Weiers also said he had no sympathy for arguments that the Internet companies would be on the hook if a customer did not remit Arizona’s sales tax.

He pointed out that, technically speaking, Arizona does not have a sales tax but a “transaction privilege tax’’ levied on the retailer. He said while merchants are free to pass that along to their customers, the responsibility remains with the seller.

Gov. Jan Brewer is staying on the sidelines, at least for the time being.

“I think that (issue) probably might, at some point, be resolved,’’ she said. “I’m not in a position today to really discuss that.’’

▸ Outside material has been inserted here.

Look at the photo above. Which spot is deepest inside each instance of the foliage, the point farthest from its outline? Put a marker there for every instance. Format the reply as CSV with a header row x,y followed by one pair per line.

Pressed for how she would want it “resolved,’’ the governor said that the subject has been around as long as she has been an elected official. That goes back to 1982 when she was first elected to the Legislature, though the sales being discussed for taxation at that time were by phone and catalog.

“We know as we are moving into this new century of doing business that, I’m sure, that the federal government will continue trying to address that issue,’’ she said.

Amazon did not respond to requests for comment on the issue. But company officials, at a grand opening of a new company distribution center in Phoenix last month made it more than clear that his company’s decision of where to locate future facilities is linked to a state’s policies on sales tax.

Paul Misener, Amazon’s vice president of global public policy, said the U.S. Constitution established a “federation of states’’ that retained many powers and a federal government that took over some, “including the responsibility of regulating interstate commerce.’’

“Citizens of this country, individuals or companies, are free to choose where to live, and the state and local governments may adopt policies that attract and retain these citizens,’’ Misener said. “We deeply appreciate leaders who respect and appreciate the balance.’’

And Amazon.com CEO Jeff Bezos, in an interview earlier this year with Reuters, said his company would cuts its partnerships with affiliates in any state that requires it to collect sales taxes.

“In the U.S., the Constitution prohibits states from interfering in interstate commerce,’’ Bezos told Reuters, citing that 1992 Supreme Court decision. He said the “right place’’ to fix the issue is with federal legislation.